Intervention de Jean-Claude Trichet, Président de la BCE devant le European American Press Club (Club euro américain de la presse) Paris, le 3 décembre 2010


Mesdames et Messieurs,

Permettez moi tout d’abord de remercier les organisateurs de leur invitation à venir partager avec vous mes réflexions sur la crise économique et financière. La crise n’est pas encore terminée, mais le temps est venu de commencer à en tirer les enseignements et de mettre en œuvre les conclusions que nous tirerons progressivement.

Nous vivons une période pleine de défis et les citoyens européens attendent de l’ensemble des responsables qu’ils remplissent leur mandat en faisant face à leurs responsabilités.

En ce qui concerne la Banque centrale européenne (B.C.E.), je rappelle qu’elle a été l’une des premières banques centrales dans le monde à réagir face à l’éclatement des turbulences financières en août 2007.

Depuis lors, elle a agi en faisant preuve constamment de ce que j’ai appelé une « vigilance crédible ». Celle‑ci a caractérisé tant la conduite de notre politique monétaire conventionnelle, à travers les modifications des taux d’intérêt, que les politiques non conventionnelles, mises en œuvre essentiellement à travers des opérations spéciales d’apport de liquidité et des interventions sur certains marchés obligataires, comportant notamment l’achat d’obligations sécurisées.

Je crois que le Conseil des gouverneurs de la B.C.E. a démontré sa capacité à maintenir le cap du vaisseau « monétaire » européen à travers la tempête financière souvent décrite comme la plus grave survenue depuis la Grande dépression.
Pendant la crise mondiale, l’action résolue des responsables publics a permis de prévenir une répétition des désastres économiques subis dans les années 1930, tout en renforçant la coopération mondiale, en particulier entre banques centrales.

Les évolutions observées récemment sur les marchés européens de la dette souveraine nous rappellent toutefois que la crise n’est pas encore terminée. De même, elles indiquent clairement que l’Union économique et monétaire (U.E.M.), comme son nom l’indique, repose sur deux piliers, l’un « économique » et l’autre « monétaire ».

La B.C.E., à travers son mandat et son indépendance, est en charge du pilier « monétaire ».
Le pilier « économique » comprend quant à lui le cadre budgétaire inscrit dans le pacte de stabilité et de croissance, les cadres nationaux de politique économique et le système de surveillance mutuelle.

Il est essentiel de bien comprendre, et cela ne l’a peut-être pas été suffisamment, que les évolutions de l’économie européenne que nous connaissons actuellement ont trait aux fonctions « économiques » de l’U.E.M.. J’identifie trois origines à ces évolutions :
- des politiques budgétaires laxistes et
- des politiques macroéconomiques inadéquates dans certains États membres et, de façon générale,
- un système de surveillance mutuelle déficient entre l’ensemble des États membres.

C’est sous la forme de ce triangle que je définirais volontiers le périmètre de la situation actuelle.

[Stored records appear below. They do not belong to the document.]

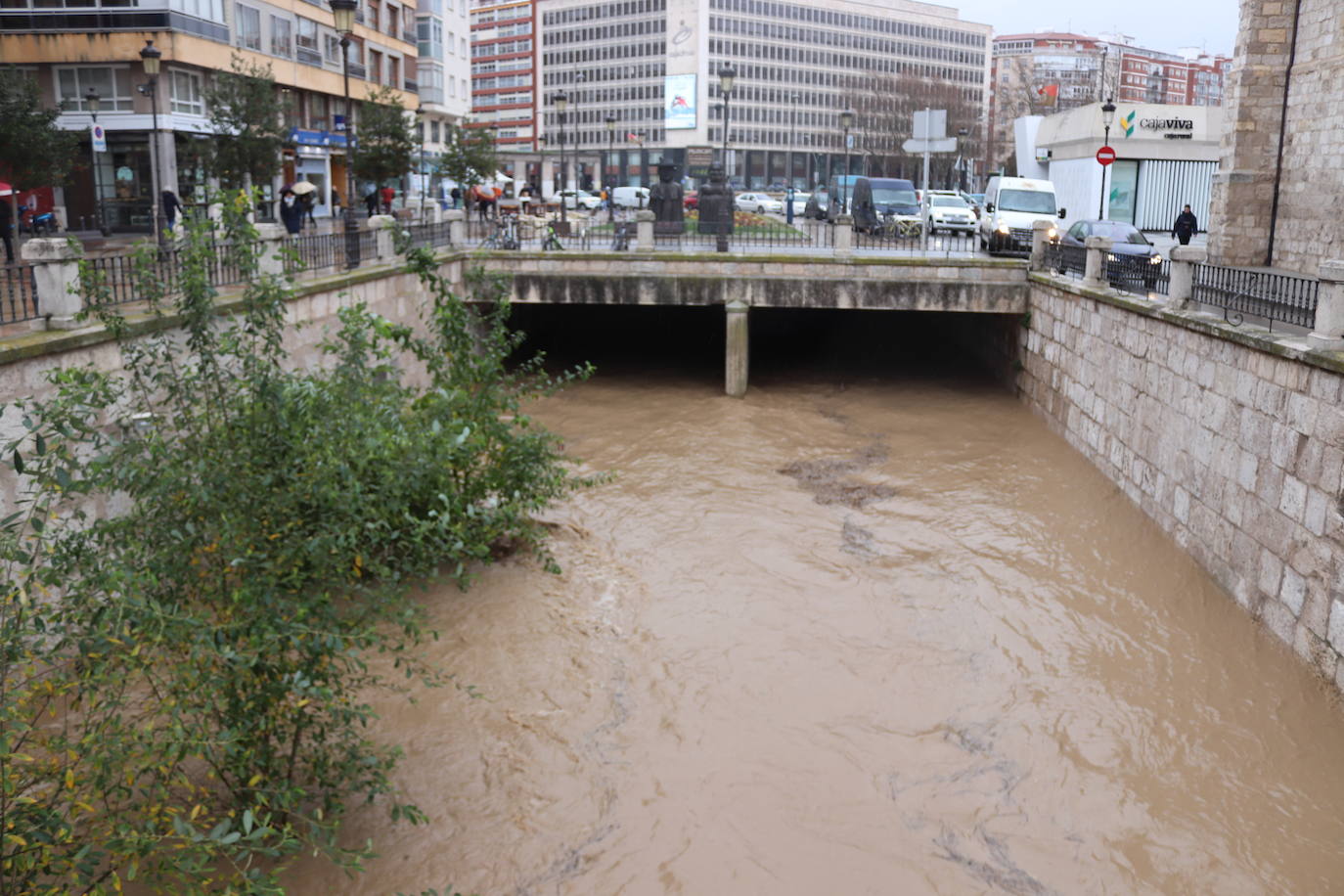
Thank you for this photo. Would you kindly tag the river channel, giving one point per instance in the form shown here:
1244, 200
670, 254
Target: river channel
873, 629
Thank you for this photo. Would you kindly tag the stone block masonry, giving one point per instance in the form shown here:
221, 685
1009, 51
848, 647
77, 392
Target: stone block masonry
1232, 442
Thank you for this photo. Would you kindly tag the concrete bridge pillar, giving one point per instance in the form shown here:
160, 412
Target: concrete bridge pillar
56, 274
737, 355
1328, 334
1182, 287
1097, 250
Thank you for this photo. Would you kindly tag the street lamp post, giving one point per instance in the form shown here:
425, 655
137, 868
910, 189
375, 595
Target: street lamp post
151, 57
610, 161
94, 103
728, 76
845, 124
1107, 117
562, 103
343, 17
424, 126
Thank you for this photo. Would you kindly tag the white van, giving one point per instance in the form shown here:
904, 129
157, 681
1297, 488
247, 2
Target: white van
631, 197
1012, 205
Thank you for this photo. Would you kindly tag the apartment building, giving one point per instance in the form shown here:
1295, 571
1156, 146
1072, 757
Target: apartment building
1052, 71
650, 68
72, 46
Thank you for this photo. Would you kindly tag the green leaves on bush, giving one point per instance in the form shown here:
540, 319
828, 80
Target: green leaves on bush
211, 567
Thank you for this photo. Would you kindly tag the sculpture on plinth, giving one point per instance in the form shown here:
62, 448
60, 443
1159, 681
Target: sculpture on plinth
715, 204
665, 202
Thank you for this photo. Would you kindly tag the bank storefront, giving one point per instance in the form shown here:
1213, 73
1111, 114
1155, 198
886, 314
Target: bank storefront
1165, 157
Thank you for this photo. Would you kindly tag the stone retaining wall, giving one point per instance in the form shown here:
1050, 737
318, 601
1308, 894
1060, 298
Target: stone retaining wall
1232, 439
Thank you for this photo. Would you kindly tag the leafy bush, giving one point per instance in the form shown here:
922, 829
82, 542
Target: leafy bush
210, 553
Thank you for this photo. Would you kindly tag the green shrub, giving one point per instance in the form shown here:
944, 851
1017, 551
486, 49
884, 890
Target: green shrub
186, 675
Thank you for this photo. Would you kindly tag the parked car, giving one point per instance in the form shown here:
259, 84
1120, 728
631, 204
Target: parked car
759, 203
949, 211
1132, 261
631, 197
581, 199
816, 204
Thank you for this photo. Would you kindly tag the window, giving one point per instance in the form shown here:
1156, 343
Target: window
247, 27
184, 89
113, 86
281, 36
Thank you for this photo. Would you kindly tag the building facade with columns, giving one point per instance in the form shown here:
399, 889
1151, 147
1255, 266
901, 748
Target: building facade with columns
1279, 184
70, 50
650, 67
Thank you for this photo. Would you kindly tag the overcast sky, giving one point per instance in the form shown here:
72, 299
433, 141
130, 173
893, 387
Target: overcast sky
1154, 24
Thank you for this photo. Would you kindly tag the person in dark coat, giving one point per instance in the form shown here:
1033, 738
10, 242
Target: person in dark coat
7, 229
1186, 226
171, 207
291, 212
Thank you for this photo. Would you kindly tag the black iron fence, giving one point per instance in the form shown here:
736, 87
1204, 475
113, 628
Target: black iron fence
1273, 297
18, 294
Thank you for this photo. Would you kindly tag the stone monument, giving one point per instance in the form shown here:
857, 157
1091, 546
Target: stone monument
665, 202
715, 204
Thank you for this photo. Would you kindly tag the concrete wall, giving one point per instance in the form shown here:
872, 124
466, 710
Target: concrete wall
1312, 187
1232, 441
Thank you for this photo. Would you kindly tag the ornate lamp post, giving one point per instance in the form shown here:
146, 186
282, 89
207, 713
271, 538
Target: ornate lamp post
728, 76
343, 15
610, 161
562, 103
94, 103
151, 57
845, 124
1107, 118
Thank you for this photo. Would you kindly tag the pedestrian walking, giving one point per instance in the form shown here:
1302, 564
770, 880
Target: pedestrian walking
291, 211
172, 205
1186, 226
7, 229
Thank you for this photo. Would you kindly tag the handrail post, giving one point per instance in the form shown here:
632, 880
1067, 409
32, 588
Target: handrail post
644, 230
1097, 250
270, 261
56, 277
1181, 288
1041, 237
844, 234
1328, 332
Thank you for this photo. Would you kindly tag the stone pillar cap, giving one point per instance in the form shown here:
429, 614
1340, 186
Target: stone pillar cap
1196, 254
49, 248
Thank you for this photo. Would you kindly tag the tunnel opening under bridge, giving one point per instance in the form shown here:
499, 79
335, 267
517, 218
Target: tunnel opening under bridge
784, 344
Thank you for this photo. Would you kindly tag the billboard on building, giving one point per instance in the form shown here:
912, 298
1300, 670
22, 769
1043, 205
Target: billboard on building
678, 103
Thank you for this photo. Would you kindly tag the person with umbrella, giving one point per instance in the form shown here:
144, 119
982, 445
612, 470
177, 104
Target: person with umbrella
291, 212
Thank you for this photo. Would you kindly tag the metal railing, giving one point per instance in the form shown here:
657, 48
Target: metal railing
1273, 297
18, 294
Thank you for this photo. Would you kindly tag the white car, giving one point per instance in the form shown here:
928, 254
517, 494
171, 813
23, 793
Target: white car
581, 199
761, 203
949, 211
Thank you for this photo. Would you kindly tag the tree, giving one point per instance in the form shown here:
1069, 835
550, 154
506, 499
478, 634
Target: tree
246, 114
386, 141
470, 155
32, 151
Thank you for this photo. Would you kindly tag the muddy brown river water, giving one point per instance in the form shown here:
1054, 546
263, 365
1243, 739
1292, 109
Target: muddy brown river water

Le remède à ces trois lacunes dépend à la fois de la responsabilité des autorités budgétaires nationales
- dans la mise en place de politiques budgétaires saines et sages dans chaque État membre et
- dans la capacité des responsables européens à concevoir et mettre en œuvre un système véritablement efficace de surveillance macroéconomique et budgétaire.

Je vous propose d’évoquer en premier lieu, aujourd’hui, les deux piliers de l’Union économique et monétaire. Je décrirai ensuite brièvement comment la B.C.E. a réagi face à la crise.
J’aborderai enfin la situation économique actuelle et conclurai en vous présentant les principaux défis devant être relevés afin de mettre en place une gouvernance économique efficace en Europe.


1. Le pilier « monétaire » : la stabilité des prix dans la zone euro

Le traité sur le fonctionnement de l’Union européenne assigne à la B.C.E. la responsabilité de maintenir la stabilité des prix. La B.C.E. s’est immédiatement fixé une référence numérique claire, qui est une mesure publique et transparente.
Le Conseil des gouverneurs de la B.C.E. a en effet défini la stabilité des prix comme un taux d’inflation annuel dans la zone euro inférieur à, mais proche de 2 % à moyen terme.

Au terme de bientôt douze années d’expérience avec l’euro, nous pouvons juger si la B.C.E. a rempli son mandat avec succès.
Or, au cours de ces douze années, le taux d’inflation annuel moyen dans la zone euro a été de 1,97 %.
Nous avons donc assuré la stabilité des prix dans la zone euro sur un horizon déjà assez long.
Ce résultat est meilleur que les performances enregistrées par quelque grand pays de la zone euro que ce soit au cours des cinquante années qui avaient précédé l’avènement de l’euro.

Les conditions dans lesquelles la stabilité des prix a été maintenue n’ont pas toujours été faciles, le Conseil des gouverneurs de la B.C.E. ayant eu à affronter un certain nombre de chocs économiques et politiques depuis 1999, avec une nouvelle institution, une nouvelle monnaie et un nouveau cadre de politique monétaire.

Au fil des années, nous avons été confrontés à des évolutions extrêmement volatiles de nombreuses composantes du panier de consommation, notamment les cours du pétrole qui ont atteint près de 150 dollars le baril, à des variations considérables des taux de change, à l’éclatement de la bulle Internet et aux répercussions des attentats du 11 septembre 2001 aux États‑Unis, pour ne mentionner que quelques exemples. Les résultats obtenus, après douze années de stabilité des prix, sont donc notables.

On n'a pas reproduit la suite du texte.